This post originally appeared as What Sears’ financial trouble can teach us about IT decision making on our COO, Carlos Meléndez, Under Development blog at InfoWorld and is reprinted with permission from IDG.
Silicon Valley has popularized the concept of “fail fast” in the technology industry, transforming the missteps and mistakes that every business makes into a sort of hindsight that assures onlookers, from the media to the investment community, of a collective sense of “I meant to do that.”
The world outside the Valley seems to be more skeptical about risky behavior when that behavior is undertaken by businesses perceived to be more staid and slow-moving. Case in point: Sears, the storied retailer that has been struggling for years with sluggish sales and shrinking market share.
Sears is currently in the process of identifying ways to make the most of its stalwart brands, like Kenmore appliances and Craftsman tools. The company may or may not sell these assets to save the business (licensing and other deals are likely on the table)—and there is some doubt about whether selling the crown jewels to save the aged monarch would be a smart move.
The Sears story got me to thinking about aging IT infrastructure that can slow a business down: How do you know when to rip out the systems that aren’t working, and how can you make the most from the innovations you’ve created? Most important, how do you measure the risk you take when you decide to jettison apps and services that have been your bread and butter?
The trick to answering these questions is to realize that ROI, like many things, is far more complex and subtle than it may appear to be. It’s relatively easy to assign a value to an application or system based on, say, the revenue that the business can attribute to that bit of technology. For example, an internally developed information sharing system, like an intranet, can serve as the locus for customer data that is accessed by sales and marketing and used to measure revenues associated with new customer acquisition, upsells, and renewals.
The kind of system described above seems like a simple case of provable ROI: better sharing of more information that is linked to revenue and profit data should create a clean, clear, and direct line to the measure of its value.
But even straightforward ROI measurement can obscure hidden costs: the amount of training time involved in learning the home-grown system rather than an off-the-shelf solution, for example, or the loss of revenue associated with erroneous or delayed data entry. Or even the “cost” of implementing a system that doesn’t fit the true needs of the business in the first place — there’s the actual price tag associated with building or buying the system, compounded with the opportunity cost of choosing an alternate approach.

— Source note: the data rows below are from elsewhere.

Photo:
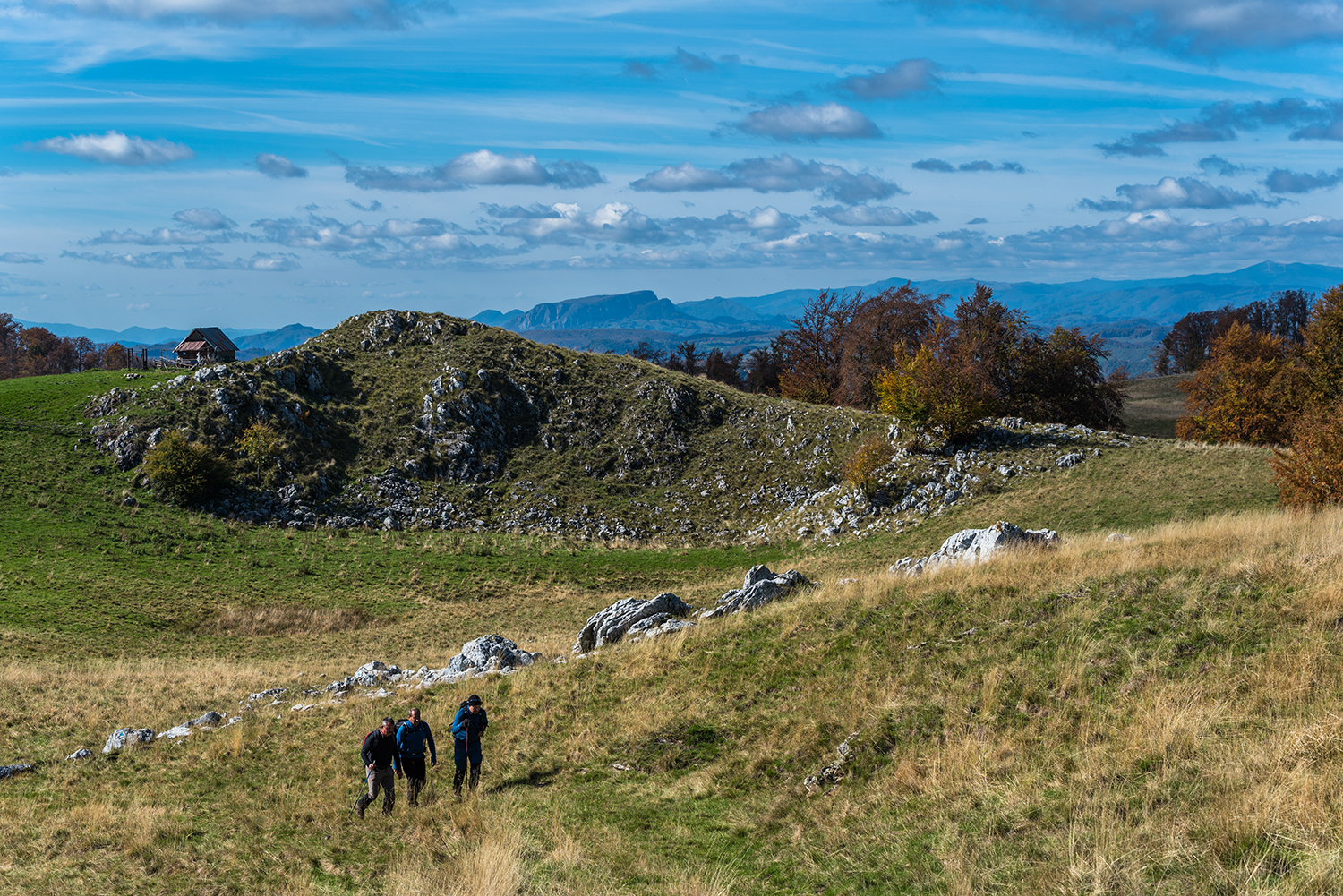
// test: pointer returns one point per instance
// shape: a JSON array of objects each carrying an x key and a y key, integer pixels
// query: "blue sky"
[{"x": 254, "y": 164}]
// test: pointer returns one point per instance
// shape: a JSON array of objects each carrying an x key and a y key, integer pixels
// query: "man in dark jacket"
[
  {"x": 381, "y": 756},
  {"x": 411, "y": 739},
  {"x": 467, "y": 727}
]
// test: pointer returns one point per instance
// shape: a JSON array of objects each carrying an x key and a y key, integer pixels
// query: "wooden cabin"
[{"x": 206, "y": 346}]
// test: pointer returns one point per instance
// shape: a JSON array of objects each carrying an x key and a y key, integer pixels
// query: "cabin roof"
[{"x": 199, "y": 337}]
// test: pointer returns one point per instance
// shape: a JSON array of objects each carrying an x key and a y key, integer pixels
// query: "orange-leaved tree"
[
  {"x": 1248, "y": 391},
  {"x": 1310, "y": 474}
]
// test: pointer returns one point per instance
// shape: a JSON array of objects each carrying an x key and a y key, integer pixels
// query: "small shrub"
[
  {"x": 185, "y": 472},
  {"x": 261, "y": 450},
  {"x": 864, "y": 464}
]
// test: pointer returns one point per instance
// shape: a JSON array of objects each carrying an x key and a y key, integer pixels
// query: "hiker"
[
  {"x": 411, "y": 739},
  {"x": 381, "y": 758},
  {"x": 467, "y": 727}
]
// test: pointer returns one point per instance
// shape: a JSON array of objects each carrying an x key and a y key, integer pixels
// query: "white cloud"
[
  {"x": 201, "y": 258},
  {"x": 115, "y": 148},
  {"x": 776, "y": 174},
  {"x": 477, "y": 169},
  {"x": 905, "y": 77},
  {"x": 376, "y": 13},
  {"x": 1171, "y": 192},
  {"x": 1292, "y": 182},
  {"x": 204, "y": 219},
  {"x": 1198, "y": 26},
  {"x": 278, "y": 166},
  {"x": 979, "y": 164},
  {"x": 873, "y": 215},
  {"x": 792, "y": 123}
]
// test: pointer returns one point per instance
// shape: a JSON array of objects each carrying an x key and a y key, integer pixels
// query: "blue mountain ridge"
[
  {"x": 252, "y": 343},
  {"x": 1090, "y": 303}
]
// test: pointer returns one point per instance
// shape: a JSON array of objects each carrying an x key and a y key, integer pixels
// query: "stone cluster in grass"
[
  {"x": 416, "y": 421},
  {"x": 977, "y": 546},
  {"x": 759, "y": 587},
  {"x": 633, "y": 617}
]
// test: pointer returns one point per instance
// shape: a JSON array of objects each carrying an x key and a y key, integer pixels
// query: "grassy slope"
[
  {"x": 1115, "y": 707},
  {"x": 1154, "y": 405}
]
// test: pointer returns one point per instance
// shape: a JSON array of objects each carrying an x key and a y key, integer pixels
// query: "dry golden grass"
[
  {"x": 282, "y": 619},
  {"x": 1103, "y": 764}
]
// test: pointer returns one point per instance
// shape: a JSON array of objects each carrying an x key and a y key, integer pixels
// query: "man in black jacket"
[{"x": 381, "y": 756}]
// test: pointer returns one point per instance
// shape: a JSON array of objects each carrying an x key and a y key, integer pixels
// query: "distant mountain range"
[
  {"x": 252, "y": 343},
  {"x": 1133, "y": 314}
]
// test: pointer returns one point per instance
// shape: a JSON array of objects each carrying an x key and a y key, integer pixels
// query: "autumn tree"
[
  {"x": 843, "y": 341},
  {"x": 1249, "y": 391},
  {"x": 724, "y": 368}
]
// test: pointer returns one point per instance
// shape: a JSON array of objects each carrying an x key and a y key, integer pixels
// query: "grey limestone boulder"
[
  {"x": 123, "y": 738},
  {"x": 977, "y": 546},
  {"x": 630, "y": 614},
  {"x": 759, "y": 587},
  {"x": 491, "y": 653},
  {"x": 209, "y": 721}
]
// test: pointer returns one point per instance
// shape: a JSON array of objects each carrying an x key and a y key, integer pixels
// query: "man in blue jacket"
[
  {"x": 467, "y": 727},
  {"x": 411, "y": 739}
]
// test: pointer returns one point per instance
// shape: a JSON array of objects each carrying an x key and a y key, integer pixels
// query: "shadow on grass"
[{"x": 534, "y": 778}]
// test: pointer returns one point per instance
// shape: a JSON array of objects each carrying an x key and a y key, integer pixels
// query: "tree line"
[
  {"x": 35, "y": 351},
  {"x": 1270, "y": 378},
  {"x": 896, "y": 352}
]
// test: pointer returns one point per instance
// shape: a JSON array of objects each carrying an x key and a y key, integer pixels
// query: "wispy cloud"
[
  {"x": 1219, "y": 166},
  {"x": 1221, "y": 123},
  {"x": 370, "y": 13},
  {"x": 477, "y": 169},
  {"x": 902, "y": 80},
  {"x": 1186, "y": 26},
  {"x": 803, "y": 121},
  {"x": 873, "y": 215},
  {"x": 692, "y": 62},
  {"x": 778, "y": 174},
  {"x": 115, "y": 148},
  {"x": 1176, "y": 192},
  {"x": 278, "y": 166},
  {"x": 636, "y": 69},
  {"x": 198, "y": 258},
  {"x": 1291, "y": 182},
  {"x": 204, "y": 219},
  {"x": 939, "y": 166}
]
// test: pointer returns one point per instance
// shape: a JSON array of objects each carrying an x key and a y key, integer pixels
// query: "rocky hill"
[{"x": 406, "y": 419}]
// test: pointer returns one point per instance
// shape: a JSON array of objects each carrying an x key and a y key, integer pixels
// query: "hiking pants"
[
  {"x": 414, "y": 769},
  {"x": 384, "y": 778},
  {"x": 461, "y": 754}
]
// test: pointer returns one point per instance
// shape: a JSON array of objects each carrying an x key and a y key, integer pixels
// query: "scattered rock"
[
  {"x": 209, "y": 721},
  {"x": 977, "y": 546},
  {"x": 629, "y": 616},
  {"x": 759, "y": 587},
  {"x": 832, "y": 774},
  {"x": 123, "y": 738}
]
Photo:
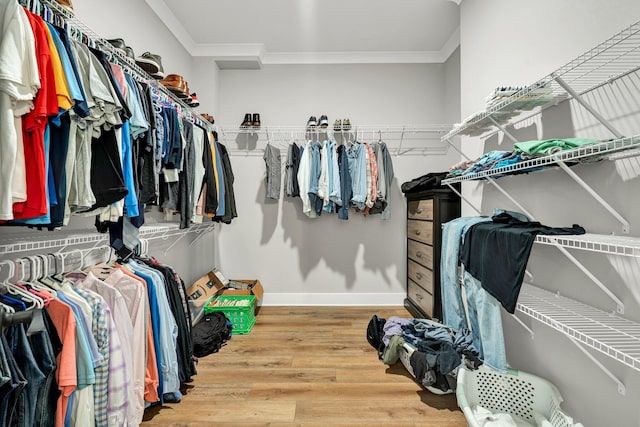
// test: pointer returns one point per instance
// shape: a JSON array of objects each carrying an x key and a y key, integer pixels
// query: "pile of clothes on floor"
[{"x": 430, "y": 351}]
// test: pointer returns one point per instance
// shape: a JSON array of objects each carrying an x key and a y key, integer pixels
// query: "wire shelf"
[
  {"x": 612, "y": 59},
  {"x": 610, "y": 245},
  {"x": 605, "y": 332},
  {"x": 591, "y": 152},
  {"x": 125, "y": 62},
  {"x": 148, "y": 232},
  {"x": 400, "y": 139}
]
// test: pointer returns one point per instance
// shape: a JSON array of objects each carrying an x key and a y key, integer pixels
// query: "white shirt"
[
  {"x": 303, "y": 182},
  {"x": 19, "y": 82}
]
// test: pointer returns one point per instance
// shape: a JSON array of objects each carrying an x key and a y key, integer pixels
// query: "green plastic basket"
[{"x": 241, "y": 317}]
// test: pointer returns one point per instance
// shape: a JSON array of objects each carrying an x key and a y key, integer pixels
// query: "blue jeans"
[
  {"x": 19, "y": 343},
  {"x": 12, "y": 405},
  {"x": 453, "y": 314},
  {"x": 486, "y": 323}
]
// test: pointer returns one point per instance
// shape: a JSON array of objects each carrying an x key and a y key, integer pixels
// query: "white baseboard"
[{"x": 334, "y": 299}]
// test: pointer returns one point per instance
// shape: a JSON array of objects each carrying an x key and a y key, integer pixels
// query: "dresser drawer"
[
  {"x": 421, "y": 231},
  {"x": 420, "y": 297},
  {"x": 420, "y": 253},
  {"x": 420, "y": 209},
  {"x": 421, "y": 275}
]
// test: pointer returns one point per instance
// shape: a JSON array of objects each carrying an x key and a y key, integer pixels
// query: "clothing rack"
[
  {"x": 94, "y": 249},
  {"x": 401, "y": 139},
  {"x": 52, "y": 12}
]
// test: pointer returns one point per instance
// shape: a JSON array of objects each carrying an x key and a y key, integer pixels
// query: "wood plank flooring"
[{"x": 306, "y": 366}]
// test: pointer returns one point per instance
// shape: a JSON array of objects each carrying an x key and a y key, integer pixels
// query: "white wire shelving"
[
  {"x": 612, "y": 59},
  {"x": 146, "y": 232},
  {"x": 591, "y": 152},
  {"x": 400, "y": 139},
  {"x": 614, "y": 336},
  {"x": 602, "y": 243}
]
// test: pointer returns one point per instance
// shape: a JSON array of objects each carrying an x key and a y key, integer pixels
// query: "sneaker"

As entrenched systems age, the ability to conduct an accurate cost/benefit analysis fades further. Why? Because feelings. Even the most ruthlessly rational engineers and financial analysts cannot completely discount the value of doing things a certain way. It’s why, as the old cliché goes, change is hard. And expensive.
Failure can happen fast, but it doesn’t happen without consequences. It’s easy to look at a company like Sears from the outside and assume that the worst will happen if Sears decides to cut loose its marquee brands. But isn’t it possible that Craftsman, Kenmore, and other Sears imprints would deliver a higher return if they served as a source for licensing revenue — and that a hidden benefit would be freeing up Sears’ teams to innovate in news ways by refocusing on the core business?
Taking risks with entrenched ideas and technologies always feels uncomfortable. And sometimes it’s disastrous. But considering the upsides and the downsides from all perspectives — financial, operational, and emotional — can reveal surprising insights that can inform new thinking and deliver unexpected returns.